The hospital upon receipt of the positive VHF status of the patient immediately commenced contact tracing of her staff who were at one point or the other involved in the management of the patient. Furthermore, the Department of Community Medicine organized an awareness campaign on Lassa fever, infection prevention, and control practices among staff to improve their readiness to case finding and combat the spread of the disease.
DISCUSSION
We report an index case of Lassa fever in David Umahi Federal University Teaching Hospital, (DUFUTH), Uburu, Ebonyi State, Nigeria, which presented in the hospital on the 25th of February, 2024 by a 50-year-old female farmer. The importance of early hospital presentation cannot be overemphasized in the successful management of Lassa fever disease [14]. In the current case, the patient could be adjudged to have presented early enough to the hospital but her management was challenged by the unavailability of funds to carry out requested laboratory investigations which would have increased the Lassa fever virus suspicion pending the outcome of RT-PCR test result. This further emphasized the importance of early presentation, high index of suspicion by the health workers, commencement of supportive therapy, and prompt diagnosis of Lassa fever [15].
Upon PCR confirmation of Lassa fever virus, our facility could not continue the case management due to the unavailability of ribavirin, hence the patient was referred to AEFUTHA. Patient was then managed successfully and was discharged home after 3 weeks on admission in fertha.

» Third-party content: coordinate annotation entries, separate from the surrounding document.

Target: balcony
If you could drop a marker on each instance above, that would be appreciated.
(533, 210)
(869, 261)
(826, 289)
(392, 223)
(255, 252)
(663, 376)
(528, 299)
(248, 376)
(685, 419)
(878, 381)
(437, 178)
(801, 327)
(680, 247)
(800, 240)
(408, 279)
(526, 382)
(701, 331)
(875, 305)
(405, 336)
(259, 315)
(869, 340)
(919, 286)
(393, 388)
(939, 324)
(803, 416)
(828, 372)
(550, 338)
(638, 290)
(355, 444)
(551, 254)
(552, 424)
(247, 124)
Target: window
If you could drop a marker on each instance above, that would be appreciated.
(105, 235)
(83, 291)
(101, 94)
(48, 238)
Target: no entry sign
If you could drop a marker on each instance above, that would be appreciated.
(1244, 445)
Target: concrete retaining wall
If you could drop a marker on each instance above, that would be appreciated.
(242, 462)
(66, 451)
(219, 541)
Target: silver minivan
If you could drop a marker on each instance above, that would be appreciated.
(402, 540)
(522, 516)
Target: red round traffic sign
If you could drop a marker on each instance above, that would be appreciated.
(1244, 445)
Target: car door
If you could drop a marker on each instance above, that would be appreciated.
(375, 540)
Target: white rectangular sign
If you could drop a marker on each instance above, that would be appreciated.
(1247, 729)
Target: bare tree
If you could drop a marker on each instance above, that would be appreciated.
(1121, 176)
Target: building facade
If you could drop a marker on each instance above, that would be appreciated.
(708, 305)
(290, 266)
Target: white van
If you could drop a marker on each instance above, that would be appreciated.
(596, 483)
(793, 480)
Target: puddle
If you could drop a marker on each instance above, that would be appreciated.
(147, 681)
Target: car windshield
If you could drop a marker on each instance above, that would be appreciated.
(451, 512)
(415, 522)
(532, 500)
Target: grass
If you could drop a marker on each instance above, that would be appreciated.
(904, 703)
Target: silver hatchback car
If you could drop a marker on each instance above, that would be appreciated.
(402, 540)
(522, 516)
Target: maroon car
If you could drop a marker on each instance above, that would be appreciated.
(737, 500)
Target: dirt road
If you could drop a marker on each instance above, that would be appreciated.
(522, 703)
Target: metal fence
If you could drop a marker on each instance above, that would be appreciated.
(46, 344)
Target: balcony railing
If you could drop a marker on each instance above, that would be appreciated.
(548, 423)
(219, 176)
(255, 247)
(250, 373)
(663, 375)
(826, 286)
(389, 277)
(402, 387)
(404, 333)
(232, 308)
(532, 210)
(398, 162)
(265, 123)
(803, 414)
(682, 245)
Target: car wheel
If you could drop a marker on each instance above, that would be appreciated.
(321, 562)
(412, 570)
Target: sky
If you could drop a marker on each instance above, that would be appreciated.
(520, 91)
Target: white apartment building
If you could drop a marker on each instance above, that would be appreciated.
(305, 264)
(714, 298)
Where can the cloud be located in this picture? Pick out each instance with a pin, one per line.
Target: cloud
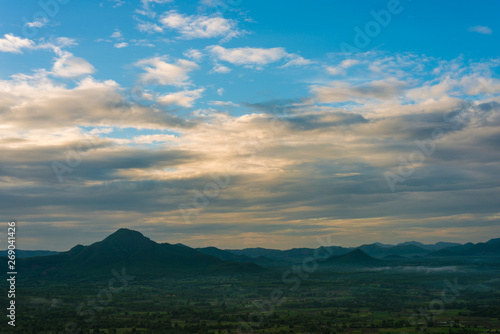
(117, 34)
(14, 44)
(296, 60)
(38, 23)
(248, 55)
(223, 103)
(162, 73)
(481, 30)
(184, 98)
(200, 26)
(218, 68)
(149, 27)
(342, 67)
(69, 66)
(121, 45)
(339, 91)
(194, 54)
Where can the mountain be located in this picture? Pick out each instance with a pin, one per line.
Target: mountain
(138, 254)
(393, 257)
(408, 249)
(28, 253)
(225, 255)
(490, 248)
(355, 257)
(437, 246)
(290, 255)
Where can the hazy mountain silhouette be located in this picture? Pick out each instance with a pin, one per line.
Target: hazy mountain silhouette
(437, 246)
(355, 257)
(137, 253)
(490, 248)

There was a report of a pregnant woman with Lassa fever disease who presented in a hospital at the early stage of the infection and with supportive therapy she improved clinically [15]. However, surviving Lassa fever without antiviral treatment has been documented but rare [16]. It is therefore important that cases of febrile illnesses should be taken to the nearest health facility for medical attention. The government at all levels should, therefore, ensure the availability of the required diagnostic tools and treatments for VHF in health facilities especially in endemic regions to ensure a high level of success in the fight against VHFs.
A combination of factors may improve the survival of individuals with this infection hence reducing the mortality rate associated with Lassa fever disease. Some of the factors include but are not limited to early presentation, a high index of suspicion among health workers, prompt diagnosis (availability of rapid diagnostic kit), and conservative management of symptoms and their complications [15].
CONCLUSION
The increasing cases of Lassa fever disease in Nigeria across ethnic and geopolitical divides call for urgent attention to disease surveillance, improved diagnosis and availability of antiviral therapy. Training and retraining of health workers in infection prevention and control strategies for viral hemorrhagic fevers should be encouraged.